Technical Analysis: Indicators
We have already covered the basics of identifying trend lines and candlestick behavior, and there are plenty of traders who use only what we have already covered to successfully trade. This would be helped by knowing some chart patterns, which we will cover later but are only a quick Google away if you‘re interested now (and Apollo has just uploaded an article on bull flags [link] which is well worth a read.
However, as we are in the middle of another FOMO season, covering some of the key indicators that might save your portfolio seems wiser. There are thousands of diverse indicators, all with legions of fans and detractors, but there are some that are known and loved by almost all traders. Today we are going to cover two of the most used ones; Relative Strength Index (RSI) and Bollinger Bands (BB).
The following example (produced using Cryptowatch instead of TV) includes both RSI and BB on the currency pair GBP/USD on an hourly timeframe. Have a look at the chart, and see if you can intuit what the two indicators can help you identify.
If you guessed that these indicators both help to spot if something is overbought or oversold, you‘d be correct. That is to say, this buying (or selling) is unsustainable, and a reversal is likely. Both indicators can give you more information than simply this, but this is a key use for both.
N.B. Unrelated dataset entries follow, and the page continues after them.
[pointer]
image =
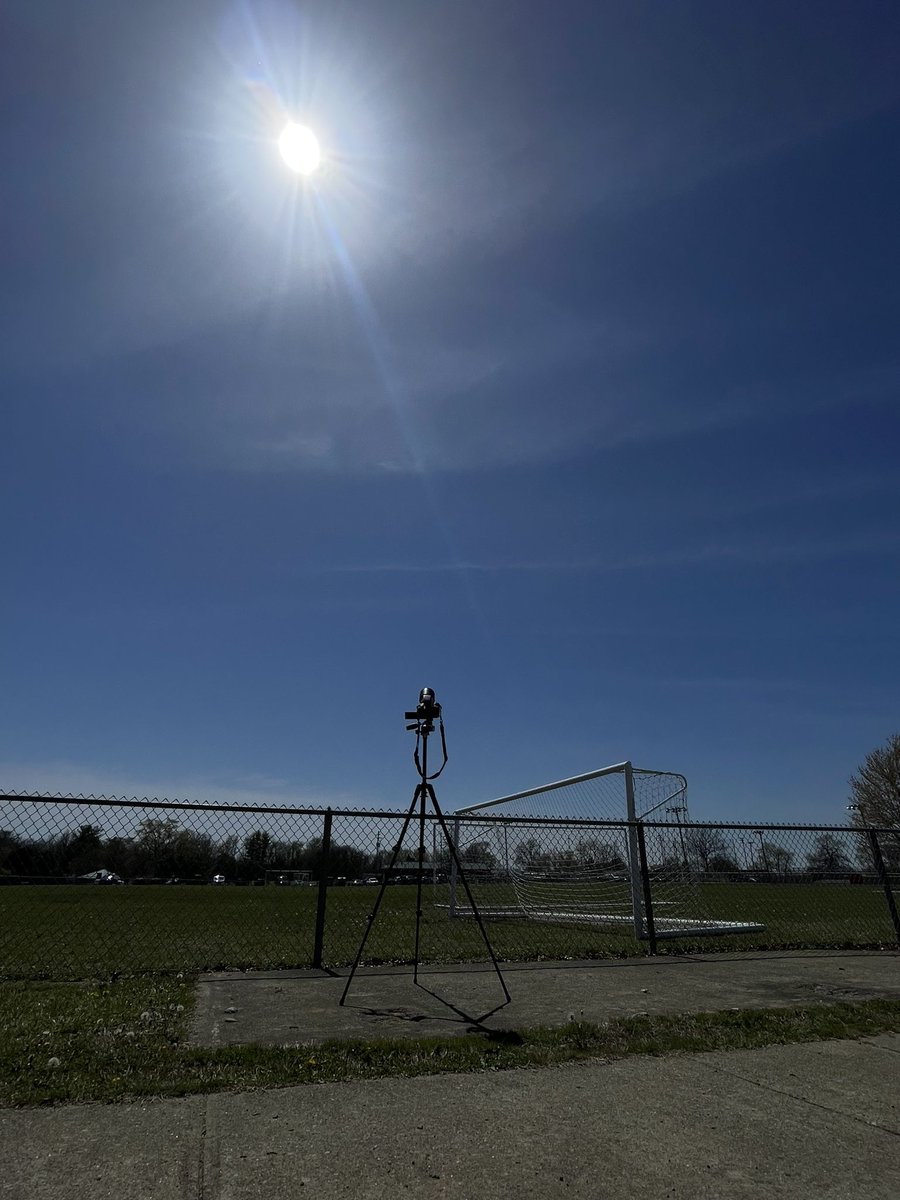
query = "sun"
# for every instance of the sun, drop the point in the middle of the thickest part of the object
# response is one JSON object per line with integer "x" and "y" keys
{"x": 299, "y": 148}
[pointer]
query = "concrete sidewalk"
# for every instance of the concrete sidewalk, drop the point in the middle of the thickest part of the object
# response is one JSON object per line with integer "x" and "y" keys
{"x": 815, "y": 1121}
{"x": 303, "y": 1006}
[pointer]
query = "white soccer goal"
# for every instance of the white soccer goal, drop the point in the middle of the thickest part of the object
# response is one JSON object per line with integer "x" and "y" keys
{"x": 285, "y": 877}
{"x": 568, "y": 852}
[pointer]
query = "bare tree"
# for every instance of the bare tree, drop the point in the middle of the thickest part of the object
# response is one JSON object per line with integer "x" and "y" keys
{"x": 828, "y": 856}
{"x": 875, "y": 789}
{"x": 705, "y": 844}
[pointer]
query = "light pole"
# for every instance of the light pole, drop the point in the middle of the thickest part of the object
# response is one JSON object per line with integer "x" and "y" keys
{"x": 678, "y": 809}
{"x": 763, "y": 855}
Indicators: Bollinger Bands
These are formed by combining a Moving Average (of the price), which is the middle line, with two standard deviations (a measure of variance) above and below that Moving Average to form the top and bottom bands .
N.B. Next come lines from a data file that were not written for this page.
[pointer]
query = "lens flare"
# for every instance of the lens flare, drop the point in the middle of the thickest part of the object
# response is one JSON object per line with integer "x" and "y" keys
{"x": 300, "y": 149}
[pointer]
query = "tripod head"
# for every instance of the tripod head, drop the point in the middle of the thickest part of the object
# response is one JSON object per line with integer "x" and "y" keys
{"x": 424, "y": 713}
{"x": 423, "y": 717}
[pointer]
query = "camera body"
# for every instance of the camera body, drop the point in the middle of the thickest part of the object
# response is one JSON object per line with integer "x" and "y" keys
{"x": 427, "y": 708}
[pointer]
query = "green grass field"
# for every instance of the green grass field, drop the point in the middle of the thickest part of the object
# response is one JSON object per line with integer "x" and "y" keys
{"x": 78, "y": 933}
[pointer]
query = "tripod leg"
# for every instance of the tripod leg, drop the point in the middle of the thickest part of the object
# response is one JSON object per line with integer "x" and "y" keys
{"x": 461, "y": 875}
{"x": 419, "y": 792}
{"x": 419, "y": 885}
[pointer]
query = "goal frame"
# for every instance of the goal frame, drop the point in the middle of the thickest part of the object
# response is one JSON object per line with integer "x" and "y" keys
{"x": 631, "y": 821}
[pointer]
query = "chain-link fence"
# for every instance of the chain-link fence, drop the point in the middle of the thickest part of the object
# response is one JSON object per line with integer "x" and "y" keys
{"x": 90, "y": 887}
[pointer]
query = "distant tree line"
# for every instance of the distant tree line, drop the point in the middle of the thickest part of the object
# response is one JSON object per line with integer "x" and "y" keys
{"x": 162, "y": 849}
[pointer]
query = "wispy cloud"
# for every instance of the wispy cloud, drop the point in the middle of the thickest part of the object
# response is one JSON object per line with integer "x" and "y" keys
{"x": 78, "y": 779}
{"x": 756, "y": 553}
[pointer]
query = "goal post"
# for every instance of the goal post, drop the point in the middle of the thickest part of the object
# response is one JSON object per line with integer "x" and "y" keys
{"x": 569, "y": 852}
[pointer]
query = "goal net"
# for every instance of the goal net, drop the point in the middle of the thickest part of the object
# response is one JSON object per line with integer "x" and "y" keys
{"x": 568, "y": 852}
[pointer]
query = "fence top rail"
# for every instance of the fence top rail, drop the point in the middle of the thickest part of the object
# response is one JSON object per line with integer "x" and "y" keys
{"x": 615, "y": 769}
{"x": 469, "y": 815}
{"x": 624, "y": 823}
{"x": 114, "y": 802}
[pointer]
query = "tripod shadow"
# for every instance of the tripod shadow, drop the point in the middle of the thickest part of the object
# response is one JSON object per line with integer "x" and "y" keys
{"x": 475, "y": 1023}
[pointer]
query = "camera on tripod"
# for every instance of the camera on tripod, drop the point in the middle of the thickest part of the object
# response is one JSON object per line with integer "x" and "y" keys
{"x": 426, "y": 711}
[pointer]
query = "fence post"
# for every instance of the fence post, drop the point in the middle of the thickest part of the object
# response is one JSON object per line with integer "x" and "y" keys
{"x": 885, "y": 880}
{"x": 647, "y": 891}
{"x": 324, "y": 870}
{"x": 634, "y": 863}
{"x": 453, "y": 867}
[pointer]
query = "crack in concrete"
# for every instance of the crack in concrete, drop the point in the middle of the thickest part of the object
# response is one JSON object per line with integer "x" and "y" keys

In normal conditions, price will tend to range between the top and bottom band, sometimes using the middle line as support or resistance. This can give you useful buy and sell targets when trading. If a price is pushing against the top band, it is a sign that it might form a local top soon. This pushing can continue for a surprising amount of time, however, but if the price extends beyond the BB bands then it tends to reverse soon after.
The distance between the lines can help you judge the potential future moves, as when the price is merely ranging the BB will remain narrow, but higher volatility (wild swings up or down) will increase the width of the BB. The BB can give you a target for a so-called ‘dead cat bounce‘, which often retraces to the midline (mean reversion) after a big dump.
The angle of the bands can also be useful; with a 45-degree angle upwards showing an uptrend, a 45-degree downwards showing a downtrend, and a flat horizontal showing some general consolidation. Using just the BB on this timeframe in the above example we can see that, despite the volatility, there is no clear trend yet.
Relative Strength Index (RSI)
This momentum indicator uses the gain and loss of the last 14 periods to give a number between 1 to 100  , where a number below 30 denotes oversold, and a number over 70 shows overbought. Whilst these levels are less valid in stronger trends (it can stay overbought for a long time in full FOMO season), they are important enough that most charting services will highlight them when they exceed the levels.
In our example above, you can see that the blue RSI line turned to white at the bottom of the first dump to 1.235 (when RSI was below 30), and also at the peak a day later at 1.246 (when RSI was above 70). Apparently a 0.8% move in Forex is quite exciting… In digital assets you would expect to see far bigger moves for such RSI responses, but the example still demonstrates the principle well.
Now, the RSI is a handy tool to time entries and exits, or at the very least to prevent bad entries and exits. It is seldom a good idea to buy a wildly overbought thing, for instance (but often a good idea to sell some). However, as noted it can be less reliable in a strong trend, where a strongly bullish asset could, for instance, spend a long time in the ‘deeply overbought‘ region whilst still having plenty of momentum left to push higher. In such cases, a pullback is also unlikely to reach oversold territories before continuing with the bullish trend.
But lastly, the thing that makes RSI such an important indicator to add to your toolbox – divergences. These, as the name suggests, are periods when the price and RSI diverge from one another. In normal circumstances, RSI should track price closely, with new highs in price also showing as new highs in the RSI. This shows a change in momentum before it is reflected in the price, giving you an early warning that the trend is liable to reverse. The following diagram shows the main divergences to keep an eye out for.
Although exaggerated to help convey the concept, they do often look as pronounced as this when encountered in the wild. Also, the key difference between regular and hidden divergence is when they occur. Regular divergence tends to show up following a strong sustained trend (such as marking the end of a month-long pump), whilst Hidden divergence tends to show the end of consolidation phases [source].
And just to show another timely example, here is the current BTC-USDT chart with a couple of divergences added. Let‘s see how this plays out.
With both of these indicators, care must be taken to use these in combination with other signals. They are also, depending on your time horizon and trading style, most reliable on higher timeframes. If you use these to time an entry or exit from a swing trade you will probably be most satisfied using the daily or higher timeframes. Bitcoin being oversold on the weekly might be a generational buying opportunity, whereas it being oversold on the 30-minute is what is commonly known as ‘Tuesday lunchtime‘.